1.Central Java; 33 malaria-free areas, 2 low endemic
2.Aceh; 21 malaria-free areas, 2 low endemic
3.West Sumatra; 17 malaria-free areas, 1 low endemic
4.Bangka Belitung Islands; there are 6 malaria free areas, 1 low endemic 5. West Java; there are 23 elimination areas, 4 low endemic
6.Riau; 10 malaria-free areas, 2 low endemic
7.South Sulawesi; 20 malaria free areas, 4 low endemic
8.West Sulawesi; there are 5 malaria free areas, 1 low endemic
9.Yogyakarta; there are 4 malaria free areas, 1 low endemic
10.Banten; 6 malaria free areas, 2 low endemic
11.Lampung; there are 11 malaria-free areas, 3 low endemic areas, 1 moderate endemic area
12.Central Kalimantan; 10 malaria free areas, 4 low endemic
13.Jambi; 7 malaria free areas, 4 low endemic
14.North Sumatra; 21 malaria-free areas, 11 low endemic, 1 moderate endemi
15.South Kalimantan; 7 areas free of malaria, 6 low endemic
16.Southeast Sulawesi; 9 malaria free, 7 low endemic, 1 moderate endemic 17. South Sumatra; 8 malaria-free areas, 9 low endemic
18.Riau islands; 3 malaria-free areas, 3 low endemic, 1 moderate endemic 19. North Sulawesi; 6 malaria free areas, 9 low endemic
20.Central Sulawesi; 5 malaria free areas, 8 low endemic
21.Gorontalo; 2 malaria free areas, 4 low endemic
22.Bengkulu; there are 3 malaria free areas, 7 are low endemic
23.West Nusa Tenggara; 3 malaria free areas, 7 low endemic
24.West Kalimantan; 3 elimination areas, 11 low endemic
25.East Kalimantan; there are 3 elimination areas, 5 low endemic, 1 moderate endemic, 1 high endemic
26.North Kalimantan; 1 elimination area, 4 low endemic
27.North Maluku; 8 low endemic, 2 moderate endemic
28.Maluku; 8 low endemic, 3 moderate endemic
29.East Nusa Tenggara; 15 low endemic, 4 moderate endemic, 3 high endemic 30. West Papua; there are 3 low endemic areas, 6 moderate endemic areas, 4 high endemic areas
31.Papua; there are 4 low endemic, 10 moderate endemic, and 15 high endemi
Why is Malaria Concentrated in Eastern Indonesia?

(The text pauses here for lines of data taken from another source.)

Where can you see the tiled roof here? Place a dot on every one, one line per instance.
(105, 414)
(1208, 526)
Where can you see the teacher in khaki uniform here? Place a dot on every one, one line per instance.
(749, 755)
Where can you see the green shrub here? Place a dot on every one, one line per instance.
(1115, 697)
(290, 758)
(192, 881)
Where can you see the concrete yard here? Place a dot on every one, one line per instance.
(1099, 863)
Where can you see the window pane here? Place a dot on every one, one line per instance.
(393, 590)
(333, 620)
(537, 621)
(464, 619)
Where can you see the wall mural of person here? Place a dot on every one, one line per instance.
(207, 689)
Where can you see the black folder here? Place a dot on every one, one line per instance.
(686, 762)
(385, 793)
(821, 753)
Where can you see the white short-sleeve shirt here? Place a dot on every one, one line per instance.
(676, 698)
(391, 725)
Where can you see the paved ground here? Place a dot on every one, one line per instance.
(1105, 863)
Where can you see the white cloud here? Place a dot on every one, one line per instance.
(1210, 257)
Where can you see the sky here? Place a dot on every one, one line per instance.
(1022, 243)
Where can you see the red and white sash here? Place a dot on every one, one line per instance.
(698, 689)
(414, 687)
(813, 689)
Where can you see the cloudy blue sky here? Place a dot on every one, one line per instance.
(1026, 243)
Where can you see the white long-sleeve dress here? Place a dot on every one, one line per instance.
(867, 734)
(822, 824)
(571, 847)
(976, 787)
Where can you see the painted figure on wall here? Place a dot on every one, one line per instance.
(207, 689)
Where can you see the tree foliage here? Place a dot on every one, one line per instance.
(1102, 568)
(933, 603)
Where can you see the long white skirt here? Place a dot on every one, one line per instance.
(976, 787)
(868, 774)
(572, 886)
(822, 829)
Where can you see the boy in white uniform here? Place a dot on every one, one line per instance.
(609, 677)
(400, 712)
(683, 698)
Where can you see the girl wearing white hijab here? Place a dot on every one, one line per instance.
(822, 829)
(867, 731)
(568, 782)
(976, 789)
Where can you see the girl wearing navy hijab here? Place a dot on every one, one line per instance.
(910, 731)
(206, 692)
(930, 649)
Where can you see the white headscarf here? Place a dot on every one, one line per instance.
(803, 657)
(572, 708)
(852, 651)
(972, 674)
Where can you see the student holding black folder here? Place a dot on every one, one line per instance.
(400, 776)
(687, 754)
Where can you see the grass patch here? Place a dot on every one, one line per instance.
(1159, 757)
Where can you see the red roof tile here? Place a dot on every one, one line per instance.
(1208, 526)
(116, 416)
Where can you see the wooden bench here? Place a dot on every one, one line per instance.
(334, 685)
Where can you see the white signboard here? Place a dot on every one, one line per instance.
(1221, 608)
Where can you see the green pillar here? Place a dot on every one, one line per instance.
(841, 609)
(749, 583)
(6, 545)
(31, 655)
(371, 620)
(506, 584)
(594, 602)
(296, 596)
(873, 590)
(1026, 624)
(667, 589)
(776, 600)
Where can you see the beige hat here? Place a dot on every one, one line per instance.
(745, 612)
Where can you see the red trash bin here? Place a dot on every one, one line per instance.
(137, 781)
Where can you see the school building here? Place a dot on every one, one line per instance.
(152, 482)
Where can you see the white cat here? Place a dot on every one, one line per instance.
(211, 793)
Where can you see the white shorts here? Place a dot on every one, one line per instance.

Weather is one of the main causes of malaria outbreaks in eastern regions, such as in Mimika, Papua. The weather in Mimika is difficult to predict, even by the Meteorology, Climatology and Geophysics Agency (BMKG) in the region. Even though the rainy season lasts several months,
sometimes scorching heat can emerge in Mimika. This fast-changing weather contributes to people's bodies being more susceptible to malaria.
Symptoms of malaria that are similar to mild illness also make it difficult for people in high endemic areas to identify themselves as infected with malaria, so medical treatment sometimes gets too late. In addition, this difficulty also delayed people to take action on handling the source of transmission; such as water reservoirs that have become nests for parasite-carrying mosquitoes and are still used for consumption.
People who have been infected and recovered are also easily infected again with malaria for not taking precautions. The living areas are also prone to being surrounded by mosquito nests because the areas are covered in puddles when the rainfall is high, coupled with unsanitary environment.